Bagaimana pandangan penganut kuantitatif tentang fakta? Dalam penelitian kuantitatif diyakini sejumlah asumsi sebagai dasar otologisnya dalam melihat fakta atau gejala. Asumsi-asumsi dimaksud adalah; (1) obyek-obyek tertentu mempunyai keserupaan satu sama lain, baik bentuk, struktur, sifat maupun dimensi lainnya; (2) suatu benda atau keadaan tidak mengalami perubahan dalam jangka waktu tertentu; dan (3) suatu gejala bukan merupakan suatu kejadian yang bersifat kebetulan, melainkan merupakan akibat dari faktor-faktor yang mempengaruhinya. Jadi diyakini adanya determinisme atau proses sebab-akibat (causalitas)[9]. Dalam kaitannya dengan poin terakhir, lebih jauh Russel Keat & John Urry, seperti dikutip oleh Tomagola, mengemukakan bahwa setiap individual event/case tidak mempunyai eksistensi sendiri yang lepas terpisah dari kendali empirical regularities. Tiap individual event/case hanyalah manifestasi atau contoh dari adanya suatu empirical regularities[10].

Sejalan dengan penjelasan di atas, secara epistemologi, paradigma kuantitatif berpandangan bahwa sumber ilmu itu terdiri dari dua, yaitu pemikiran rasional data empiris. Karena itu, ukuran kebenaran terletak pada koherensi dan korespondensi. Koheren besarti sesuai dengan teori-teori terdahulu, serta korespondens berarti sesuai dengan kenyataan empiris. Kerangka pengembangan ilmu itu dimulai dari proses perumusan hipotesis yang deduksi dari teori, kemudian diuji kebenarannya melalui verifikasi untuk diproses lebih lanjut secara induktif menuju perumusan teori baru. Jadi, secara epistemologis, pengembangan ilmu itu berputar mengikuti siklus; logico, hypothetico, verifikatif[11].

Dalam metode kuantitatif, dianut suatu paradigma bahwa dalam setiap event/peristiwa sosial mengandung elemen-elemen tertentu yang berbeda-beda dan dapat berubah. Elemen-elemen dimaksud disebut dengan variabel. Variabel dari setiap even/case, baik yang melekat padanya maupun yang mempengaruhi/dipengaruhinya,  cukup banyak, karena itu tidak mungkin menangkap seluruh variabel itu secara keseluruhan. Atas dasar itu, dalam penelitian kuantitatif ditekankan agar obyek penelitian diarahkan pada variabel-variabel tertentu saja yang dinilai paling relevan. Jadi, di sini paradigma kuantitatif cenderung pada pendekatan partikularistis.
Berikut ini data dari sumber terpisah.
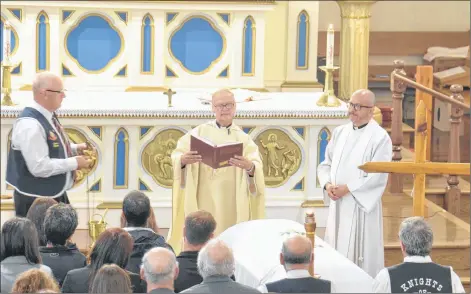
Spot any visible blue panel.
[62,65,73,76]
[62,10,74,22]
[0,20,18,62]
[38,14,48,70]
[294,127,304,138]
[116,12,128,23]
[66,15,122,71]
[243,18,254,74]
[139,179,149,191]
[293,180,304,190]
[219,67,227,77]
[142,16,152,72]
[167,13,177,23]
[90,127,101,138]
[141,127,150,137]
[114,131,127,186]
[170,17,224,73]
[297,13,307,67]
[90,180,101,192]
[116,65,128,77]
[11,64,21,75]
[318,129,329,163]
[242,128,252,134]
[8,9,21,21]
[165,66,175,77]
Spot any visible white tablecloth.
[218,219,373,293]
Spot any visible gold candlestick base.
[317,66,341,107]
[2,63,17,106]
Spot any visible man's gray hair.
[197,239,235,279]
[281,241,312,267]
[142,251,178,284]
[399,217,433,256]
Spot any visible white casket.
[218,219,373,293]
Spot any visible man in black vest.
[6,72,91,217]
[258,235,333,293]
[373,217,465,293]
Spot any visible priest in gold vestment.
[168,90,265,254]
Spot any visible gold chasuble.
[167,121,265,254]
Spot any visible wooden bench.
[317,31,470,82]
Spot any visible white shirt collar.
[31,101,52,122]
[286,270,311,279]
[404,255,432,263]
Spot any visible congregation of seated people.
[0,191,462,294]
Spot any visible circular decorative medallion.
[141,129,185,188]
[255,129,302,187]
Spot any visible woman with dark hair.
[62,228,147,293]
[26,197,57,246]
[0,217,52,293]
[89,264,132,293]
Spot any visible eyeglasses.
[347,102,374,111]
[213,103,234,110]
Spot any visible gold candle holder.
[2,61,17,106]
[317,66,340,107]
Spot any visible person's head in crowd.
[11,269,60,293]
[0,217,42,264]
[32,71,65,112]
[26,197,57,246]
[197,239,235,280]
[123,191,151,227]
[280,235,314,271]
[90,264,132,293]
[399,216,433,256]
[44,203,78,245]
[141,247,178,292]
[89,228,134,286]
[183,210,216,251]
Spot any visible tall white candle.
[3,21,11,62]
[326,24,335,67]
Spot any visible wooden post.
[444,85,464,215]
[412,101,427,217]
[304,211,317,277]
[415,65,433,161]
[389,60,407,193]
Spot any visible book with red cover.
[190,135,243,169]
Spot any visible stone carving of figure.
[260,133,286,177]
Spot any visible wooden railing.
[390,60,470,215]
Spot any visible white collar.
[286,270,311,279]
[31,101,52,122]
[404,255,432,263]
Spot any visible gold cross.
[164,89,177,107]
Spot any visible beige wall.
[319,1,470,32]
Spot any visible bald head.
[141,247,178,284]
[281,235,313,268]
[198,239,235,279]
[33,72,65,112]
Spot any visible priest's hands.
[180,151,201,166]
[229,155,254,171]
[325,183,350,201]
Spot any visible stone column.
[337,1,376,101]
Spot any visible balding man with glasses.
[6,72,91,217]
[317,89,392,277]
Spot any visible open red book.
[190,135,243,169]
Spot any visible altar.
[1,88,347,227]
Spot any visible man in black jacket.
[123,191,173,274]
[39,203,87,286]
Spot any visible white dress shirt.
[373,255,465,293]
[257,270,335,293]
[11,102,78,197]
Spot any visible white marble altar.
[1,89,347,228]
[218,219,373,293]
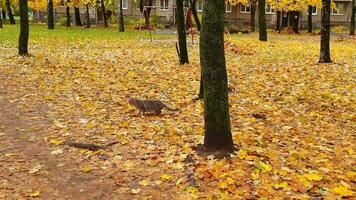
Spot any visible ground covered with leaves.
[0,26,356,199]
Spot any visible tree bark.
[276,10,281,33]
[119,0,125,32]
[258,0,267,41]
[47,0,54,30]
[189,0,201,31]
[5,0,16,24]
[200,0,234,152]
[85,4,90,28]
[308,5,313,33]
[19,0,29,55]
[350,0,356,35]
[176,0,189,65]
[74,7,83,26]
[250,2,257,32]
[66,0,71,27]
[319,0,331,63]
[293,11,300,33]
[101,0,109,27]
[2,9,6,20]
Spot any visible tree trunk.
[293,11,299,33]
[350,0,356,35]
[258,0,267,41]
[119,0,125,32]
[85,4,90,28]
[74,7,83,26]
[308,5,313,33]
[200,0,234,152]
[276,10,281,33]
[19,0,29,55]
[0,8,2,28]
[66,0,71,27]
[250,3,257,32]
[101,0,109,27]
[189,0,201,31]
[319,0,331,63]
[2,8,6,20]
[6,0,16,24]
[47,0,54,30]
[176,0,189,65]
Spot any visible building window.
[225,3,232,12]
[122,0,129,10]
[197,0,203,12]
[266,5,274,14]
[159,0,169,10]
[240,4,251,13]
[331,2,345,15]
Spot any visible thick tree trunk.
[47,0,54,30]
[258,0,267,41]
[19,0,29,55]
[250,3,257,32]
[308,5,313,33]
[2,9,6,19]
[101,0,109,27]
[319,0,331,63]
[189,0,201,31]
[0,9,2,28]
[66,0,71,27]
[350,0,356,35]
[6,0,16,24]
[293,11,300,33]
[85,4,90,28]
[176,0,189,64]
[74,7,83,26]
[200,0,234,152]
[276,10,282,33]
[119,0,125,32]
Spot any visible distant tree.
[200,0,234,152]
[350,0,356,35]
[308,5,313,33]
[47,0,54,30]
[74,6,83,26]
[5,0,16,24]
[19,0,29,55]
[176,0,189,64]
[258,0,267,41]
[119,0,125,32]
[66,0,71,27]
[85,3,90,28]
[319,0,331,63]
[189,0,201,31]
[250,0,257,32]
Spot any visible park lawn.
[0,26,356,199]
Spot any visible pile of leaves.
[0,29,356,199]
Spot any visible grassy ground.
[0,26,356,199]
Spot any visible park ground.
[0,25,356,199]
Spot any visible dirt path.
[0,79,115,199]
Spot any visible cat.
[129,98,178,115]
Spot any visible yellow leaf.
[273,182,288,190]
[159,174,172,181]
[331,186,353,196]
[303,173,323,181]
[185,185,198,194]
[29,191,41,197]
[49,138,63,146]
[138,179,150,186]
[256,161,272,172]
[80,166,92,173]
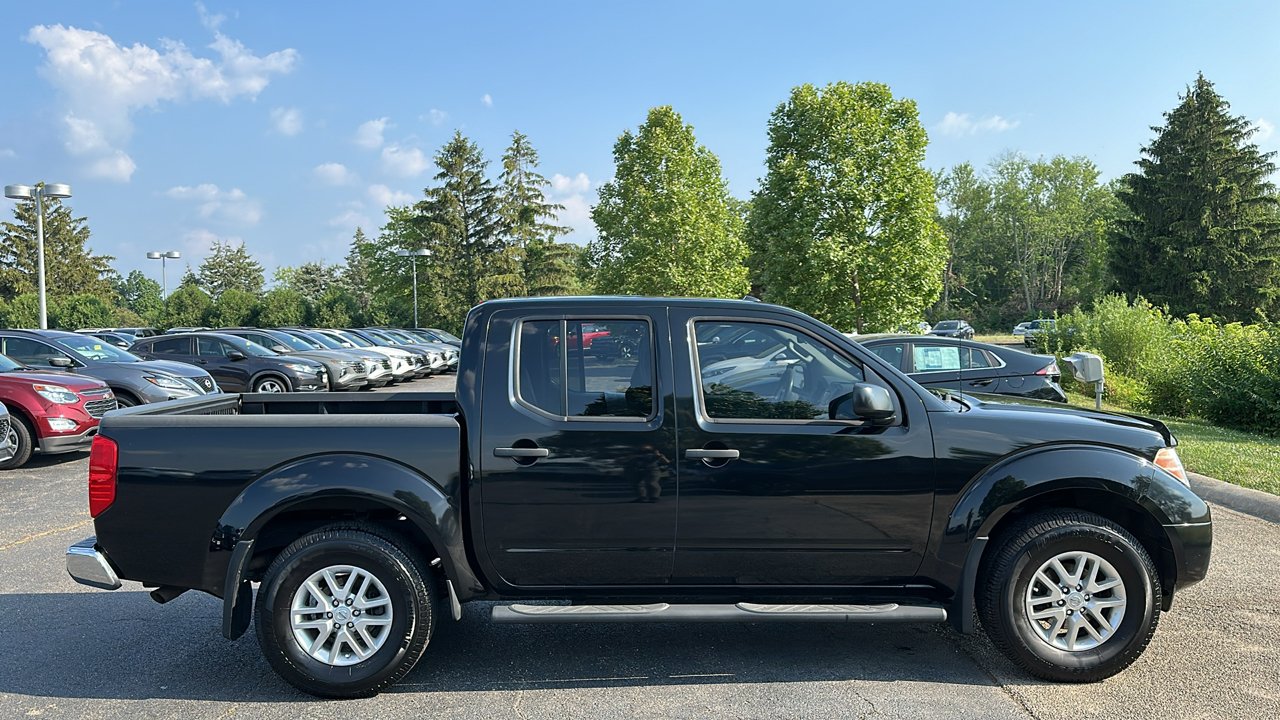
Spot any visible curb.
[1187,473,1280,523]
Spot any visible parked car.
[0,355,116,470]
[929,320,973,340]
[133,332,329,392]
[218,328,369,392]
[0,331,218,407]
[67,297,1212,697]
[859,336,1066,402]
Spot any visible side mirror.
[827,383,896,425]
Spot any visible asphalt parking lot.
[0,375,1280,720]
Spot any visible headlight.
[31,384,79,405]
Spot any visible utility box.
[1062,352,1102,383]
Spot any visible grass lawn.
[1068,393,1280,495]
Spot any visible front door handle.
[685,448,737,460]
[493,447,552,457]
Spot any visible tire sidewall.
[1001,525,1156,675]
[260,538,419,693]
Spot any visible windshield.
[52,336,142,363]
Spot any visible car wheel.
[253,375,289,392]
[256,524,435,698]
[0,414,35,470]
[977,510,1161,683]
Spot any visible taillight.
[88,436,120,518]
[1156,447,1190,487]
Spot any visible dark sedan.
[929,320,973,340]
[858,336,1066,402]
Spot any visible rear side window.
[516,319,657,419]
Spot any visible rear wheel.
[255,524,435,698]
[977,510,1161,683]
[0,413,36,470]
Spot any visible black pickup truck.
[67,297,1212,697]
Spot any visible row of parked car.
[0,322,461,470]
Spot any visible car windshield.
[52,336,142,363]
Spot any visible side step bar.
[493,602,947,624]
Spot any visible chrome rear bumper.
[67,536,120,591]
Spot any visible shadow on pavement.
[0,591,993,702]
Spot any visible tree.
[52,295,115,331]
[160,284,212,328]
[0,189,114,302]
[749,82,946,332]
[115,270,164,318]
[1111,74,1280,320]
[206,287,257,328]
[499,131,576,295]
[590,106,749,297]
[198,240,266,299]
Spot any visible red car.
[0,355,115,470]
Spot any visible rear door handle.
[685,448,737,460]
[493,447,552,457]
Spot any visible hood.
[0,370,106,392]
[961,393,1178,455]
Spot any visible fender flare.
[207,452,485,639]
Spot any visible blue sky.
[0,0,1280,279]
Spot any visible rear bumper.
[67,536,120,591]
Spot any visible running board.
[493,602,947,624]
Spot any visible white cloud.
[934,113,1021,137]
[311,163,356,184]
[24,20,298,181]
[369,184,413,208]
[383,145,431,178]
[356,118,396,150]
[165,183,262,225]
[271,108,302,136]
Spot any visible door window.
[911,345,960,373]
[516,319,655,419]
[694,322,864,420]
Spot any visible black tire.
[255,524,435,698]
[0,411,36,470]
[975,510,1162,683]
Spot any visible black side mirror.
[827,383,896,425]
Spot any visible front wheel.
[256,524,435,698]
[977,510,1162,683]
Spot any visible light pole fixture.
[4,183,72,331]
[396,249,431,328]
[147,250,182,300]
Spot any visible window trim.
[507,314,662,423]
[686,315,906,428]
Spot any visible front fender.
[209,452,484,596]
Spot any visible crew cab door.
[671,307,933,585]
[472,307,676,587]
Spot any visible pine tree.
[499,131,576,295]
[1110,74,1280,320]
[198,241,266,300]
[0,190,115,302]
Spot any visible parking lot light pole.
[147,250,182,300]
[396,249,431,328]
[4,183,72,331]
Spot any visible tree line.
[0,76,1280,332]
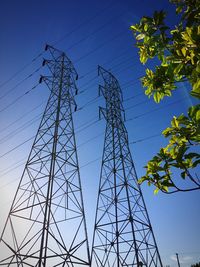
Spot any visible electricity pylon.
[0,46,90,267]
[92,67,162,267]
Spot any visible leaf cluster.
[131,0,200,193]
[139,105,200,193]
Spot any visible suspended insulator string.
[0,113,43,144]
[0,51,44,89]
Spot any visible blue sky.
[0,0,200,267]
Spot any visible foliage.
[191,262,200,267]
[131,0,200,193]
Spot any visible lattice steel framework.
[0,46,90,267]
[92,67,162,267]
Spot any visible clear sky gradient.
[0,0,200,267]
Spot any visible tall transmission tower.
[0,46,90,267]
[92,67,162,267]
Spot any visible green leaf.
[153,92,161,103]
[154,187,160,195]
[196,110,200,122]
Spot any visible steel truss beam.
[0,46,90,267]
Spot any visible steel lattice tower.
[92,67,162,267]
[0,46,90,267]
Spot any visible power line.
[0,113,42,144]
[0,83,39,112]
[74,31,126,63]
[0,66,43,100]
[129,134,162,145]
[66,9,124,51]
[0,51,44,87]
[0,101,44,136]
[0,136,35,158]
[0,1,114,90]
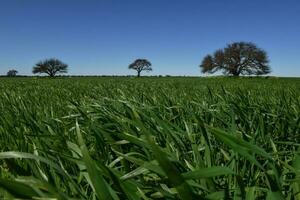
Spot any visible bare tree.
[200,42,271,76]
[6,69,18,77]
[32,58,68,77]
[128,59,152,77]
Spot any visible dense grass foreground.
[0,78,300,200]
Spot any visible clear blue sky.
[0,0,300,76]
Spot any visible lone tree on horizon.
[200,42,271,76]
[32,58,68,77]
[6,69,18,77]
[128,59,152,77]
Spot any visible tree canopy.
[200,42,271,76]
[6,69,18,77]
[128,59,152,77]
[32,58,68,77]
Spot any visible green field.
[0,77,300,200]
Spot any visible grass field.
[0,77,300,200]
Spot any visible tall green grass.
[0,78,300,199]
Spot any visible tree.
[128,59,152,77]
[32,58,68,77]
[200,42,271,76]
[7,69,18,77]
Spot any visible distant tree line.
[3,42,271,77]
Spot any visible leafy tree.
[32,58,68,77]
[6,69,18,77]
[200,42,271,76]
[128,59,152,77]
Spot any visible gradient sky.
[0,0,300,76]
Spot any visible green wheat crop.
[0,78,300,200]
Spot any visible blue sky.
[0,0,300,76]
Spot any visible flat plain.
[0,77,300,199]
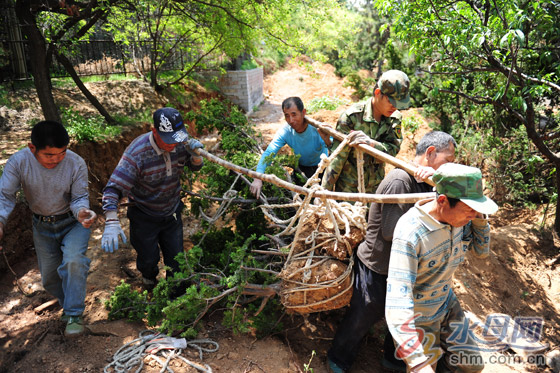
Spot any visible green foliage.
[0,84,10,107]
[344,71,375,100]
[222,299,283,338]
[306,95,348,114]
[60,108,121,143]
[105,280,148,321]
[375,0,560,212]
[241,58,259,70]
[401,115,422,135]
[104,0,340,88]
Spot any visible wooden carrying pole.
[195,149,435,203]
[305,117,435,186]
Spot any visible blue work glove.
[101,220,126,253]
[187,138,204,157]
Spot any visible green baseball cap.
[377,70,410,110]
[432,163,498,214]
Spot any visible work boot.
[64,316,85,337]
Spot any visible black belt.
[33,211,74,223]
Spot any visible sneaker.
[381,356,406,372]
[64,316,85,337]
[327,357,346,373]
[142,276,157,291]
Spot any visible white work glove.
[249,179,262,198]
[187,138,204,157]
[348,131,372,146]
[78,207,97,228]
[101,211,126,253]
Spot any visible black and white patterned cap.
[154,107,189,144]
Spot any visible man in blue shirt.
[251,97,332,197]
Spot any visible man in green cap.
[385,163,498,372]
[322,70,410,193]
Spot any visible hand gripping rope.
[103,330,220,373]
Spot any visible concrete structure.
[209,67,264,114]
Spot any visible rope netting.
[260,139,367,314]
[190,121,434,314]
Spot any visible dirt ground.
[0,59,560,373]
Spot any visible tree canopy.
[376,0,560,231]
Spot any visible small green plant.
[344,71,375,100]
[241,58,259,70]
[60,108,121,143]
[303,350,315,373]
[402,116,422,135]
[105,280,148,321]
[306,95,348,114]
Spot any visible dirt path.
[0,64,560,373]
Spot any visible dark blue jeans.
[33,216,91,316]
[328,257,395,370]
[127,202,184,280]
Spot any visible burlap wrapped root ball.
[280,258,352,314]
[294,211,365,260]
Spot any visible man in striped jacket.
[385,163,498,373]
[101,107,203,295]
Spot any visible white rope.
[103,330,220,373]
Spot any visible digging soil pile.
[0,63,560,373]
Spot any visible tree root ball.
[280,258,353,314]
[294,213,365,260]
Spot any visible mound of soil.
[0,59,560,373]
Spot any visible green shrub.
[241,58,259,70]
[344,71,375,100]
[60,108,121,143]
[306,95,348,114]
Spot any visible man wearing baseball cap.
[101,107,203,295]
[322,70,410,193]
[385,163,498,372]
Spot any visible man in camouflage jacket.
[322,70,410,193]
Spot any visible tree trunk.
[55,51,117,124]
[16,0,61,122]
[554,162,560,235]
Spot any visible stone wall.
[208,67,264,114]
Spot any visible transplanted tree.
[376,0,560,232]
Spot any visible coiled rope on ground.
[103,330,220,373]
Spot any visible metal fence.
[0,39,224,81]
[0,0,227,82]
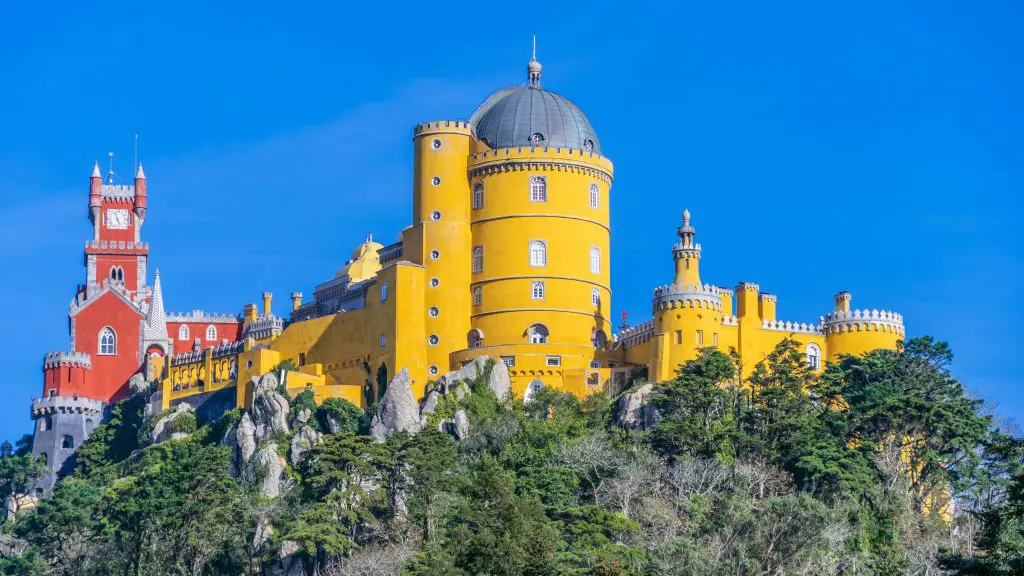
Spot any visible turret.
[672,210,700,286]
[135,163,145,219]
[89,162,103,224]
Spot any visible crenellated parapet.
[821,310,905,335]
[43,352,92,370]
[32,396,106,419]
[761,320,823,335]
[618,320,654,348]
[652,284,722,313]
[469,147,614,183]
[167,310,239,324]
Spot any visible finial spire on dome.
[526,34,541,88]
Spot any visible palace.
[32,50,904,489]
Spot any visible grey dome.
[469,86,601,154]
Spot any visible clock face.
[106,208,129,230]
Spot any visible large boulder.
[252,374,289,443]
[150,402,194,444]
[370,368,422,442]
[234,412,256,464]
[253,442,285,498]
[290,426,322,466]
[487,362,512,401]
[614,383,658,429]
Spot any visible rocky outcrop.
[251,374,289,443]
[150,402,193,444]
[614,384,658,429]
[254,442,285,498]
[370,368,422,442]
[289,426,322,466]
[234,412,256,464]
[487,362,512,402]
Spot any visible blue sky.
[0,0,1024,440]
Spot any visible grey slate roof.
[469,86,601,154]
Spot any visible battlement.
[99,184,135,200]
[652,284,722,312]
[413,120,473,138]
[618,320,654,347]
[761,320,822,334]
[821,310,905,334]
[43,352,92,370]
[85,240,150,253]
[32,396,106,419]
[167,310,239,324]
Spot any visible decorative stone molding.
[43,352,92,370]
[761,320,824,334]
[821,310,905,335]
[652,284,722,313]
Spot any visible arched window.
[807,343,821,370]
[473,182,483,210]
[529,240,548,266]
[529,176,548,202]
[99,326,118,356]
[473,246,483,274]
[529,280,544,300]
[522,380,544,402]
[526,324,548,344]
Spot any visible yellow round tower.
[649,210,731,381]
[452,51,612,395]
[821,291,906,361]
[403,121,473,379]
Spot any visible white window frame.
[97,326,118,356]
[472,244,483,274]
[473,182,483,210]
[529,176,548,202]
[529,240,548,268]
[529,280,547,300]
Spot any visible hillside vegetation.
[0,338,1024,576]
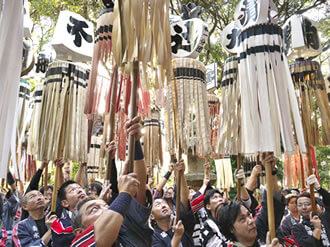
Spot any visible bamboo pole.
[50,67,72,213]
[204,158,211,179]
[105,65,118,182]
[299,150,306,189]
[237,153,242,201]
[265,153,275,239]
[128,61,139,173]
[50,166,61,213]
[307,143,317,212]
[44,164,48,195]
[175,147,182,218]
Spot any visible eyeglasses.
[297,202,312,207]
[67,185,81,193]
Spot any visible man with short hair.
[13,190,56,247]
[292,175,330,247]
[51,180,87,247]
[150,160,195,247]
[216,202,284,247]
[71,173,140,247]
[200,169,251,247]
[216,154,285,247]
[280,194,300,238]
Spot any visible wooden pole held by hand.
[50,166,62,213]
[128,61,139,173]
[306,143,317,212]
[175,147,182,220]
[237,153,242,201]
[105,65,118,181]
[265,153,275,239]
[44,165,48,195]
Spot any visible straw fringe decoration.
[238,24,306,156]
[215,158,234,191]
[290,60,330,146]
[30,61,88,162]
[143,112,163,171]
[207,94,220,155]
[216,57,241,155]
[84,9,113,119]
[166,58,212,157]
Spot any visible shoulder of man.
[51,217,72,234]
[71,225,96,247]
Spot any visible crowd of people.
[0,117,330,247]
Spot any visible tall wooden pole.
[175,147,182,218]
[237,153,242,201]
[50,166,61,213]
[299,150,306,189]
[105,65,118,182]
[44,164,48,195]
[265,153,275,239]
[306,145,317,212]
[50,68,72,213]
[128,61,139,173]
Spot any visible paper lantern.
[283,15,322,59]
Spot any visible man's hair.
[204,189,223,206]
[19,190,39,206]
[71,197,95,230]
[57,180,78,202]
[285,194,298,206]
[20,192,29,206]
[216,202,243,241]
[89,182,102,196]
[39,185,53,194]
[297,193,311,201]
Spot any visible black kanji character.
[67,16,93,47]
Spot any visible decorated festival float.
[0,0,330,243]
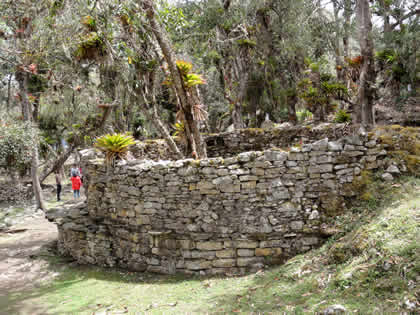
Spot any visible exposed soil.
[0,184,83,315]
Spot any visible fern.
[95,133,136,163]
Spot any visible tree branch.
[390,9,420,31]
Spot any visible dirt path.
[0,206,58,315]
[0,213,57,295]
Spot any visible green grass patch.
[0,177,420,314]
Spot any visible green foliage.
[82,15,96,32]
[236,38,257,47]
[296,109,313,122]
[94,133,136,163]
[163,60,206,88]
[298,63,348,119]
[334,109,351,123]
[173,122,185,137]
[74,32,106,60]
[375,49,397,63]
[0,122,38,170]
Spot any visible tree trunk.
[333,1,344,81]
[356,0,376,127]
[287,93,298,125]
[40,107,112,183]
[143,0,207,159]
[16,71,46,210]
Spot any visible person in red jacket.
[71,176,82,199]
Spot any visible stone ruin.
[47,125,406,275]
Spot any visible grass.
[0,177,420,314]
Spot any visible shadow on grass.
[0,177,416,314]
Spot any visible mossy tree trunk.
[16,70,46,210]
[356,0,376,127]
[143,0,207,159]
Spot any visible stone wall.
[47,130,386,274]
[133,123,355,160]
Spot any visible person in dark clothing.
[55,171,61,201]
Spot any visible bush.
[334,109,351,123]
[95,133,136,163]
[0,122,38,170]
[296,109,313,122]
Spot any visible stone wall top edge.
[87,133,374,170]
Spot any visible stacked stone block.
[48,132,386,274]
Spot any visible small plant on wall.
[95,133,136,164]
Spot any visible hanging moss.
[74,32,106,60]
[81,15,96,32]
[236,38,257,47]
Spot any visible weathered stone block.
[137,215,151,225]
[185,260,212,270]
[216,249,235,258]
[237,249,255,257]
[213,259,236,268]
[234,241,258,248]
[196,242,223,250]
[236,257,262,267]
[241,181,257,189]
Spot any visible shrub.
[0,121,38,174]
[296,109,313,122]
[334,109,351,123]
[95,133,136,163]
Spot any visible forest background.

Lebih khusus mengenai metode analisis dan prinsip pengambilan kesimpulan, Julia Brannen, ketika menjelaskan paradigma kuantitatif dan kualitatif, mengungkap paradigma penelitian kuantitaif dari dua aspek penting, yaitu: bahwa penelitian kuantitatif menggunakan enumerative induction dan cenderung membuat generalisasi (generalization)[12]. Penekanan analisis data dari pendekatan enumerative induction adalah perhitungan secara kuantitatif, mulai dari frekuensi sampai analisa statistik. Selanjutnya pada dasarnya generalisasi adalah pemberlakuan hasil temuan dari sampel terhadap semua populasi, tetapi karena dalam paradigma kuantitatif terdapat asumsi mengenai adanya “keserupaan” antara obyek-obyek tertentu, maka generalisasi juga dapat didefinisikan sebagai universalisasi.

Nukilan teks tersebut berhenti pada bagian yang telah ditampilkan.